Mercredi 21 février 2018

L’autochrome, « miracle de MM. Lumière »

Par Fabien Simode · L'ŒIL

Le 28 janvier 2008

Premier procédé à avoir habillé de couleurs Paris comme beaucoup d’autres villes, l’autochrome a fêté en 2007 le centenaire de sa commercialisation. Une partie de l’exposition lui rend hommage.

La couleur enfin démocratisée
L’intérêt des photographes pour la couleur ne date pas de 1907, mais des origines de la photographie. Durant tout le xixe siècle en effet, les théories sur la couleur de Chevreul, de Thomas Young et de Goethe ont dominé les arts et les sciences. Deux physiciens, Edmond Becquerel et Gabriel Lippmann, ce dernier récompensé en 1908 par le prix Nobel, ont même très tôt réussi à enregistrer de la couleur sur supports sensibles. On sait donc depuis les années 1840 reproduire la couleur en photographie. Ce que l’on ne sait pas, en revanche, c’est la fixer et la conserver.
L’autochrome des frères Lumière qui, depuis 1883, travaillent dans l’usine de produits photo fondée par leur père, Antoine, apporte donc une solution très attendue. Le procédé consiste à apposer sur une plaque de verre un filtre trichrome constitué de grains de fécule de pomme de terre colorés en orange, vert ou violet, puis une seconde couche de gélatino-bromure d’argent photosensible.
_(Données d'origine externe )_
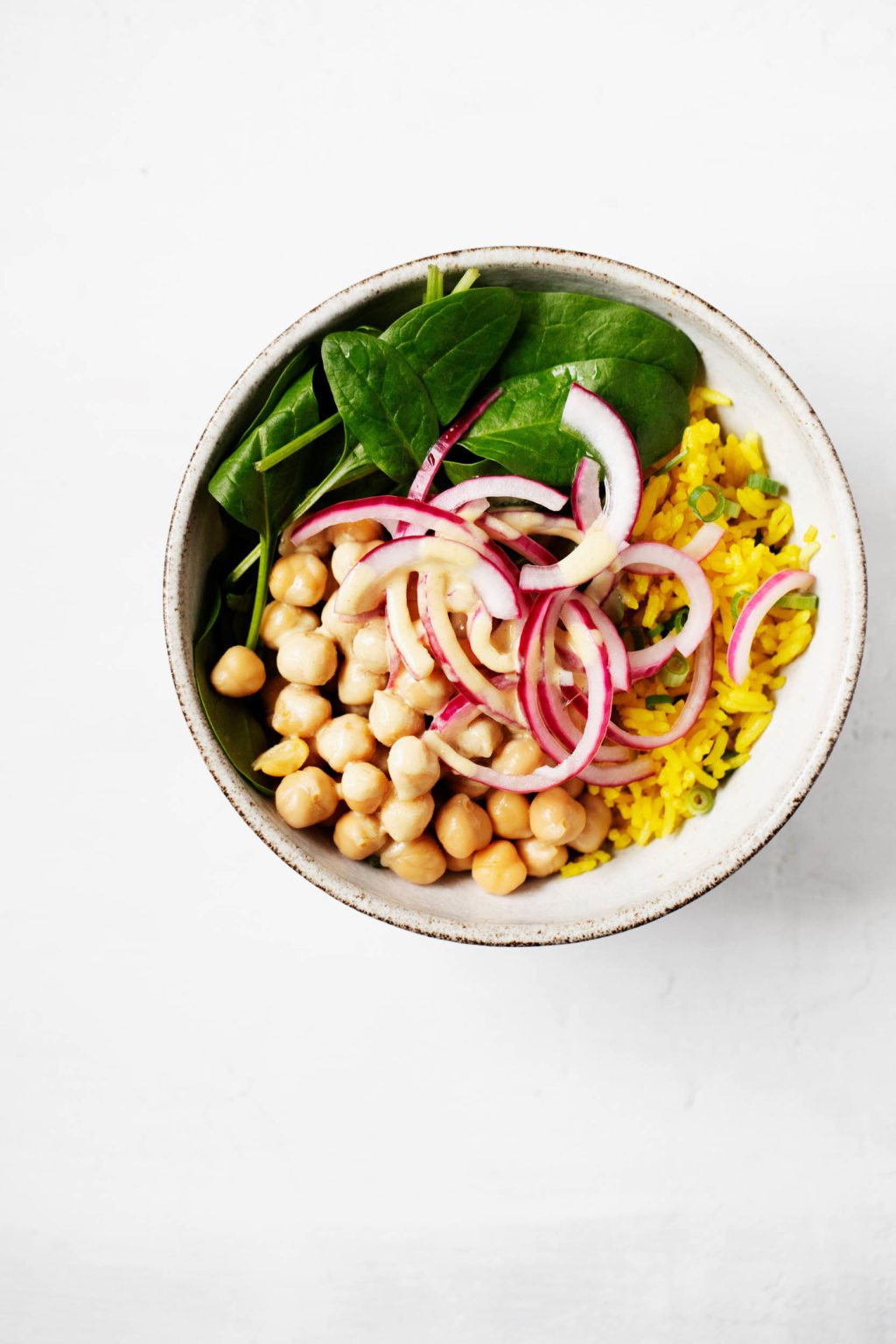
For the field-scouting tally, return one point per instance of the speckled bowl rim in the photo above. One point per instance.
(246, 802)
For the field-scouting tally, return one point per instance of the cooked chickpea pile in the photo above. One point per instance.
(351, 752)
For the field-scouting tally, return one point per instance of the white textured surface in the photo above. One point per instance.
(233, 1109)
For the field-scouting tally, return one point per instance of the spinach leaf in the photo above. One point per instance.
(452, 343)
(382, 401)
(522, 429)
(234, 724)
(556, 328)
(262, 500)
(294, 366)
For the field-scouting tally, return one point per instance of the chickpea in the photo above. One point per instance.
(542, 858)
(269, 695)
(284, 759)
(519, 756)
(458, 864)
(406, 819)
(481, 737)
(343, 739)
(340, 631)
(391, 718)
(238, 672)
(499, 869)
(318, 546)
(358, 686)
(413, 766)
(306, 797)
(300, 712)
(555, 816)
(306, 659)
(416, 860)
(363, 787)
(597, 825)
(462, 827)
(429, 695)
(360, 531)
(280, 619)
(358, 836)
(369, 646)
(509, 814)
(298, 578)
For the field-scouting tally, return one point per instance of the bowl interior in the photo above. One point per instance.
(641, 883)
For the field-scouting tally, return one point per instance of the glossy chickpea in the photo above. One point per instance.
(391, 718)
(413, 766)
(306, 797)
(356, 684)
(363, 529)
(542, 858)
(300, 712)
(358, 836)
(418, 860)
(343, 739)
(458, 864)
(509, 814)
(270, 694)
(555, 816)
(462, 827)
(298, 578)
(429, 694)
(406, 819)
(369, 646)
(480, 738)
(364, 787)
(238, 672)
(348, 554)
(519, 756)
(280, 619)
(340, 631)
(499, 869)
(598, 819)
(308, 659)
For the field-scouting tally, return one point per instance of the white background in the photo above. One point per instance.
(231, 1109)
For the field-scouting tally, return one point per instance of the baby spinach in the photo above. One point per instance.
(382, 401)
(234, 724)
(453, 341)
(557, 328)
(522, 429)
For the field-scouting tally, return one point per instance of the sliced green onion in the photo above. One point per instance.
(757, 481)
(798, 601)
(719, 507)
(699, 802)
(738, 601)
(675, 672)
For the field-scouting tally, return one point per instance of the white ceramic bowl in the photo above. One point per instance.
(640, 885)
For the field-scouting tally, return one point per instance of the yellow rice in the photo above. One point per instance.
(734, 718)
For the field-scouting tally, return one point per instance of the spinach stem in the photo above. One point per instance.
(466, 281)
(434, 285)
(294, 445)
(261, 591)
(243, 567)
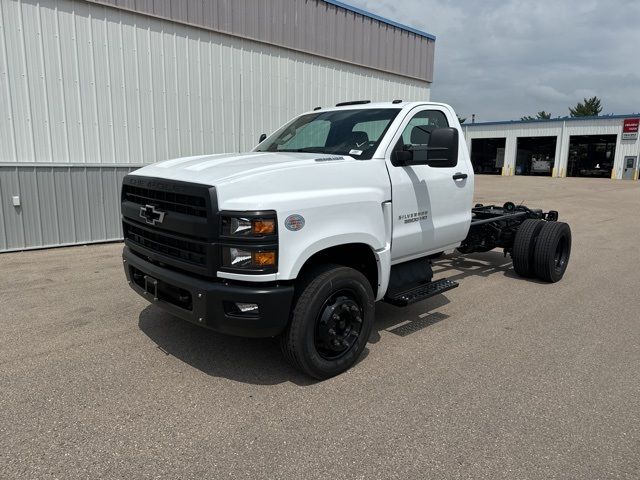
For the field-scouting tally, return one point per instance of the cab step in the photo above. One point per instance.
(421, 292)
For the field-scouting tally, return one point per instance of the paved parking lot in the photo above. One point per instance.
(500, 378)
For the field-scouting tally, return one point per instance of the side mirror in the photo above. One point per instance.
(442, 150)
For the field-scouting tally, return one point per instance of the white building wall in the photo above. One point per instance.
(85, 88)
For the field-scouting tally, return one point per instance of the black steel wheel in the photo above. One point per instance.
(552, 251)
(331, 321)
(338, 325)
(524, 245)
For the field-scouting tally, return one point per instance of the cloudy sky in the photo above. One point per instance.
(502, 59)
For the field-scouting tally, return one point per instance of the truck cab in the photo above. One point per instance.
(298, 238)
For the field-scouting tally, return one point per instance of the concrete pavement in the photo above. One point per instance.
(500, 378)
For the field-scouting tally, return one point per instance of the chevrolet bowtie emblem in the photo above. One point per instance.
(151, 215)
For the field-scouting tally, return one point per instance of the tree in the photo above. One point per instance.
(590, 107)
(541, 115)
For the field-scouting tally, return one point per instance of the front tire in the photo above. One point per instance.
(330, 323)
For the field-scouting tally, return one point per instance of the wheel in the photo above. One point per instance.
(330, 323)
(524, 246)
(552, 251)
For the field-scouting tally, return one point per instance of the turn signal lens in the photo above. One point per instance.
(261, 226)
(264, 259)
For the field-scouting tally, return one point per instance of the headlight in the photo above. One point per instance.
(245, 258)
(248, 226)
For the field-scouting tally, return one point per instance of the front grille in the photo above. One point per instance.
(177, 248)
(186, 236)
(167, 201)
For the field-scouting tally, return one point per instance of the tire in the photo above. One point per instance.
(330, 298)
(524, 247)
(552, 251)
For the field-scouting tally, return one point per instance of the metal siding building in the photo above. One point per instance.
(90, 90)
(561, 130)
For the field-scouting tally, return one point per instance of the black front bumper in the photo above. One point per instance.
(210, 304)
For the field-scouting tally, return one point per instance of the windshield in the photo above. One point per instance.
(340, 132)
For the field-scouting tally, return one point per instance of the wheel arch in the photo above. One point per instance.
(359, 256)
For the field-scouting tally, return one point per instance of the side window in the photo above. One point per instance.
(418, 130)
(374, 129)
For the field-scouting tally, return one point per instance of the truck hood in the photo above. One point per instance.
(225, 168)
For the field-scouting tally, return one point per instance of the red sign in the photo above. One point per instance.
(631, 125)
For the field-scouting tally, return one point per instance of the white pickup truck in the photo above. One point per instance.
(338, 209)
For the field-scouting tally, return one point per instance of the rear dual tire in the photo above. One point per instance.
(542, 249)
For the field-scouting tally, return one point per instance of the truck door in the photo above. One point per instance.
(431, 205)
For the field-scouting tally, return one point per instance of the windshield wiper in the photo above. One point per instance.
(303, 150)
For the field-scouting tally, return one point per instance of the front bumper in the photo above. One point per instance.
(207, 303)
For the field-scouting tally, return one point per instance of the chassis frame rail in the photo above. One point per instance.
(495, 226)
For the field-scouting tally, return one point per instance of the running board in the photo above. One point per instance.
(420, 292)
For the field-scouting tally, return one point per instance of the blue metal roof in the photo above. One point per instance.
(559, 119)
(381, 19)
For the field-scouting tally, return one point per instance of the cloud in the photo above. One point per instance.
(502, 59)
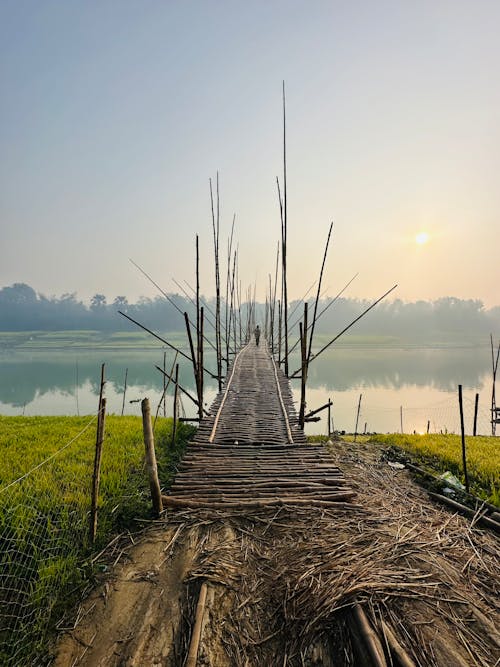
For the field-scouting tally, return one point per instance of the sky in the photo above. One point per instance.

Filtrés par les milliers de grains colorés, les rayons lumineux atteignent ainsi la surface sensible pour former une image en couleur.
Dévoilé à l’Académie des sciences  en 1904, l’autochrome suscite d’emblée l’enthousiasme. « Je peux à peine le croire » écrit Fernand Monpillard. Dès 1907, l’enthousiasme se mue en succès commercial (6 000 plaques fabriquées chaque jour en 1913). Car à la complexité du procédé répond la simplicité d’utilisation. Nul besoin de changer d’appareil photo, ni même d’acquérir un savoir en chimie pour développer les plaques.
Certes, le procédé doit être amélioré : difficile à apprécier, le temps de pose peut atteindre plusieurs secondes, et l’image, observée par transparence, demeure non duplicable, un problème pour la presse. Pourtant, l’autochrome régnera en maître jusqu’à l’apparition des supports souples, dans les années 1930. Mais il s’agit déjà d’une autre histoire...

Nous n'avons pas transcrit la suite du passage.